- The Washington Times - Thursday, December 7, 2000

"Lift Every Voice and Sing," which black songwriter James Weldon Johnson wrote for Lincoln's birthday celebration in 1900, has become the unofficial black anthem.

Its lyrics reflect a tenacity and determination born from the black experience: "Sing a song full of faith that the dark past has taught us/Sing a song full of hope that the present has brought us."

Sometimes sung following "The Star Spangled Banner," the song is the subject of a book, "Lift Every Voice and Sing: A Celebration of the Negro National Anthem," recently published by Random House.

Editors Julian Bond and Sondra Kathryn Wilson offer essays from 100 American writers, politicians, educators and performers on the subject of race.

Book contributors ranging from President Clinton to rap artists and descendants of black leaders honor the fact that the song has endured for 100 years and has inspired many Americans, Miss Wilson said.

"African Americans consider this song so sacred that they immediately stand when the first chord is struck," she said.

Lawyer Johnnie Cochran Jr., famous for his defense of O.J. Simpson, wrote that he first heard the tune as a child sitting in a Little Union Baptist Church service in Shreveport, La.

"Its lyrics have remained with me throughout my life," he said.

The melody fortified the civil rights movement of the 1960s, has been sung at funerals of the leaders of the civil rights movement and was heard at the Million Man and Million Family marches. It is the official song of the National Association for the Advancement of Colored People.

Turning a deaf ear to the restrictive racial atmosphere of the time, James Weldon Johnson songwriter, author, NAACP president and U.S. consul to Nicaragua and Venezuela created the song with his musician brother, J. Rosamond Johnson.

"The lines of the song repay me in elation, almost of exquisite anguish, whenever I hear them sung by Negro children," James Weldon Johnson said in 1935.

Johnson wanted the song to be called a hymn instead of an anthem, which he considered to be a divisive term, Miss Wilson said.

"As head of the NAACP, he felt he could not promote an integration philosophy if we were to be divided. He felt a nation could only have one anthem," she added.

Whatever the label, "Lift Every Voice and Sing" has been "pasted into Bibles, schoolbooks and hearts," as the book jacket says.

All athletic events and ceremonies at Howard University begin with the song, says university choir conductor James Weldon Norris.

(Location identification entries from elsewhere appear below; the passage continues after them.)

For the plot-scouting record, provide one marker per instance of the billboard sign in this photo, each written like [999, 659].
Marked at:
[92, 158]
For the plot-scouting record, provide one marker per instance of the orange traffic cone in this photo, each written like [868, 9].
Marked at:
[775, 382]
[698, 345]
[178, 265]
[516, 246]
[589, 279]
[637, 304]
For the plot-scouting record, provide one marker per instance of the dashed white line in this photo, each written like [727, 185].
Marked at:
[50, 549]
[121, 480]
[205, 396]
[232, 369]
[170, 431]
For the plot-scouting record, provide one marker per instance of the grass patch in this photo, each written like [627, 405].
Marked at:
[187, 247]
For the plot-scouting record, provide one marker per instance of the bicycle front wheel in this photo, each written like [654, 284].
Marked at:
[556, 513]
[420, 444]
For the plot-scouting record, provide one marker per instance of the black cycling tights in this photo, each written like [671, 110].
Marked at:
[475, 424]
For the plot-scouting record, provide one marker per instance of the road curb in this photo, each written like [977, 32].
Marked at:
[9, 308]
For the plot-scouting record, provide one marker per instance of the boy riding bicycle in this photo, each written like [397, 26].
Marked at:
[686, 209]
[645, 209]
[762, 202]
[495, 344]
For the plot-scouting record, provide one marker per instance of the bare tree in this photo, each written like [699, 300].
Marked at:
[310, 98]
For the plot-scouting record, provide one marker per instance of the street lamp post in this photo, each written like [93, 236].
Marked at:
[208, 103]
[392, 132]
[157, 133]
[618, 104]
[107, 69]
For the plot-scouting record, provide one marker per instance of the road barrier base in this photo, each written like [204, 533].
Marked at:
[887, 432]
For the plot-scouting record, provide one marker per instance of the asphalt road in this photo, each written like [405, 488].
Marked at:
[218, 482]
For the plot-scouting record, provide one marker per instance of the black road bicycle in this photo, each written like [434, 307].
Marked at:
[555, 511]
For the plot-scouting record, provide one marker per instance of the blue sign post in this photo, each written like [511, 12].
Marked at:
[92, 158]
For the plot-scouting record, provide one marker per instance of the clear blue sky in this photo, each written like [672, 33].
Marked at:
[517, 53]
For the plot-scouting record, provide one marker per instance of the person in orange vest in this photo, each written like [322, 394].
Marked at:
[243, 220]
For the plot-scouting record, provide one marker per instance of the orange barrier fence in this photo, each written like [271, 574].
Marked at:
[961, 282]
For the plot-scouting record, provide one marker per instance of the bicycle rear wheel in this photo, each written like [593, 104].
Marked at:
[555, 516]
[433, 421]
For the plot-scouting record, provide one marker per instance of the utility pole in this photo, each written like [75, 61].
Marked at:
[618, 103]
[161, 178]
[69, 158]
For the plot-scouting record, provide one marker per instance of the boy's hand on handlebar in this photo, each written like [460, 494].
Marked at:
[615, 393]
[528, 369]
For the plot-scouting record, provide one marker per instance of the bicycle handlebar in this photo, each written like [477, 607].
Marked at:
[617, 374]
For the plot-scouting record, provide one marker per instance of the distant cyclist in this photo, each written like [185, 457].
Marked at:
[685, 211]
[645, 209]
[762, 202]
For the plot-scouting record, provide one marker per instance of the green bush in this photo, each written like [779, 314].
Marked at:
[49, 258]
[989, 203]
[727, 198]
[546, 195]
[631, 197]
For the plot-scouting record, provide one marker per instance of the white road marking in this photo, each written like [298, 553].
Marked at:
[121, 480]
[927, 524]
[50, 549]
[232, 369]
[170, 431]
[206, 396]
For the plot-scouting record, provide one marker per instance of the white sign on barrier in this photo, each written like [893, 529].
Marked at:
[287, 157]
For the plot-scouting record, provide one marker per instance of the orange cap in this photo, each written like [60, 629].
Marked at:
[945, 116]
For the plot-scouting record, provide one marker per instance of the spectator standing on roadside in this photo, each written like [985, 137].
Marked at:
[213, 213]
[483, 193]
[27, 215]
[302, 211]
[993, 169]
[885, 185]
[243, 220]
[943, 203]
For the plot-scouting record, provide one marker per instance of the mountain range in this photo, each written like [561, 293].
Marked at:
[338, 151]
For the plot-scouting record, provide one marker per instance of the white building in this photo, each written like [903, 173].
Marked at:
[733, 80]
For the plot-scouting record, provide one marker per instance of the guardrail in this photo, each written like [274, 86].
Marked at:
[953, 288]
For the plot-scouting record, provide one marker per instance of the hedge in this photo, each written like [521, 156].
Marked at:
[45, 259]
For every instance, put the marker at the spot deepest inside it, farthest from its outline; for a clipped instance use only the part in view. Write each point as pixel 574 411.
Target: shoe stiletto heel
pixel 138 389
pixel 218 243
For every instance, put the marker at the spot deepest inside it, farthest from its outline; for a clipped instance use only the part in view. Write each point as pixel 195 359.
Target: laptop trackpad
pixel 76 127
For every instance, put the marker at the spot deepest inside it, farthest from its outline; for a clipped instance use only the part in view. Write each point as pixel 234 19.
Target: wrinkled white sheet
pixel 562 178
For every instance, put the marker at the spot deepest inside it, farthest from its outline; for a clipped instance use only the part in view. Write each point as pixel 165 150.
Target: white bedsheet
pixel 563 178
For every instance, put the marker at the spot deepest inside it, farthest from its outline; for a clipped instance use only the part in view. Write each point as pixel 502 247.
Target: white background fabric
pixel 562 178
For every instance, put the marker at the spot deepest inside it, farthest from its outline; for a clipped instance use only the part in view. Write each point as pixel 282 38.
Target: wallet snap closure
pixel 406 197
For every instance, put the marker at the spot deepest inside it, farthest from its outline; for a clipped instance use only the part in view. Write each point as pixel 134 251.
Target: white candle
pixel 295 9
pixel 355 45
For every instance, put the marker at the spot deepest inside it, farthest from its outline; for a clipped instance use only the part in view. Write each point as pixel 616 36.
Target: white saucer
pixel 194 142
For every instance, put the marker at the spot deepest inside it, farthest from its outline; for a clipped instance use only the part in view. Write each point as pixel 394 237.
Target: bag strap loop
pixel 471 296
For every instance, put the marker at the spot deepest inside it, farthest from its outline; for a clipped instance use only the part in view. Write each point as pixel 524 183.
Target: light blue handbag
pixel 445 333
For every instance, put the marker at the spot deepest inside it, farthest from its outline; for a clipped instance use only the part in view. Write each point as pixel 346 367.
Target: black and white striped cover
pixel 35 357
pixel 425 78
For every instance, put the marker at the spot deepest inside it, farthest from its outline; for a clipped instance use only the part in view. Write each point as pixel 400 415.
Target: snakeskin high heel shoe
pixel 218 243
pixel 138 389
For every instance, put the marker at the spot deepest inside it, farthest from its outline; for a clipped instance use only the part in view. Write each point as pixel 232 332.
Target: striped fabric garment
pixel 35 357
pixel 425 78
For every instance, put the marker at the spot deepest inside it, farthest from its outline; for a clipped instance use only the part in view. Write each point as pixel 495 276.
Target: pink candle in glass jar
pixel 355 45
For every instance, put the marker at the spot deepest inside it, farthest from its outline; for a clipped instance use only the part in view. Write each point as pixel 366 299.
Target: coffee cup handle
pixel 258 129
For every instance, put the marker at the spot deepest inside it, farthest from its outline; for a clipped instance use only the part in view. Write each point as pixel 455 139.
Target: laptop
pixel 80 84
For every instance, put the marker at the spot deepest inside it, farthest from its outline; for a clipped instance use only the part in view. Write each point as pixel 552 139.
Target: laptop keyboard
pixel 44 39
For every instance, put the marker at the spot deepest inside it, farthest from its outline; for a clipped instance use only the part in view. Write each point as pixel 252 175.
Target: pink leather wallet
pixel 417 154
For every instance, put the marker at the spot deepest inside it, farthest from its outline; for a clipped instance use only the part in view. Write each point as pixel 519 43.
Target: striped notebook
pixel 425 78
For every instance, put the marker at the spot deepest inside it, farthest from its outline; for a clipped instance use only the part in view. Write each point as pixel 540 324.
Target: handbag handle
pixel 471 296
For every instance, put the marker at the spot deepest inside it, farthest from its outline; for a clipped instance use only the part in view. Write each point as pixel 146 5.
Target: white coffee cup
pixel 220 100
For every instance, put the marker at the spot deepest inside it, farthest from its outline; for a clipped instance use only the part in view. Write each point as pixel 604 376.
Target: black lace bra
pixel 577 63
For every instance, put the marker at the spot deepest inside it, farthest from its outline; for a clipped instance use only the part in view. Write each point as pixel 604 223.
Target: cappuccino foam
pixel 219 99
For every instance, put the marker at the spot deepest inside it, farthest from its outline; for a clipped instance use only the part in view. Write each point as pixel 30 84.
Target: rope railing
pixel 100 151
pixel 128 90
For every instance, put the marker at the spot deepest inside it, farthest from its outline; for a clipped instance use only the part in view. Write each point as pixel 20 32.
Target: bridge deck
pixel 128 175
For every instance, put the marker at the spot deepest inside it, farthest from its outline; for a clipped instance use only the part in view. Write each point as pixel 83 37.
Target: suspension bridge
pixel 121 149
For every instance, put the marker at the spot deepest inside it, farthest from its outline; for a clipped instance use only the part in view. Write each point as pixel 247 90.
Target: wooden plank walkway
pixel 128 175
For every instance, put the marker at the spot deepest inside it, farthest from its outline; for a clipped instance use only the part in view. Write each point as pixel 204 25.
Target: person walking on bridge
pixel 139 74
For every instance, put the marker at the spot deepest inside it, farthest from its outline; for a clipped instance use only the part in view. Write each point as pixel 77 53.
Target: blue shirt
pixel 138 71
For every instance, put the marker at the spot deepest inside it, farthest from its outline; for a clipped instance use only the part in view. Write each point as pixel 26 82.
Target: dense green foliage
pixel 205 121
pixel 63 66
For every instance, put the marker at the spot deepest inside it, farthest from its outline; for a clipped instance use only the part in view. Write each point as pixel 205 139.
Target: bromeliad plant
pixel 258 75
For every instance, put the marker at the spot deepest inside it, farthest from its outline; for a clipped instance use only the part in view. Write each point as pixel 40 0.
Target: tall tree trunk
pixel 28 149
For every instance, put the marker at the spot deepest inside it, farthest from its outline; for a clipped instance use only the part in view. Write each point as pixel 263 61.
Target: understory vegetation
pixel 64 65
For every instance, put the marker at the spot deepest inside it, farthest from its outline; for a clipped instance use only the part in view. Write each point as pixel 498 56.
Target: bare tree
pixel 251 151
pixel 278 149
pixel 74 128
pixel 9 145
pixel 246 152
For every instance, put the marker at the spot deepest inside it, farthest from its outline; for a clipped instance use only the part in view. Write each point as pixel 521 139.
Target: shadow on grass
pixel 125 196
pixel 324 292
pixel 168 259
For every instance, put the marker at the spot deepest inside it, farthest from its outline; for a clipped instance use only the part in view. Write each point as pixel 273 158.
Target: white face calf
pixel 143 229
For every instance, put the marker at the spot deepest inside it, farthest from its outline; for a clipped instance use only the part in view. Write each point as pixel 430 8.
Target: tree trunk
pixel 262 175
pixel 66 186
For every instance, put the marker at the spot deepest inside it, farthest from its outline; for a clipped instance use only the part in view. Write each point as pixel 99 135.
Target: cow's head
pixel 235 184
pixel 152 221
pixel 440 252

"We feel this song represents our ethnic pride and we will never forget from where we have come," the music history professor said.

Mr. Norris, who was named after the composer, said blacks sing all three verses of the hymn with great pride and feeling. They learn the words as children and sing them throughout their lives.

By contrast, the professor said, it is hard to find a "true American" who can sing the second verse from memory of "The Star Spangled Banner."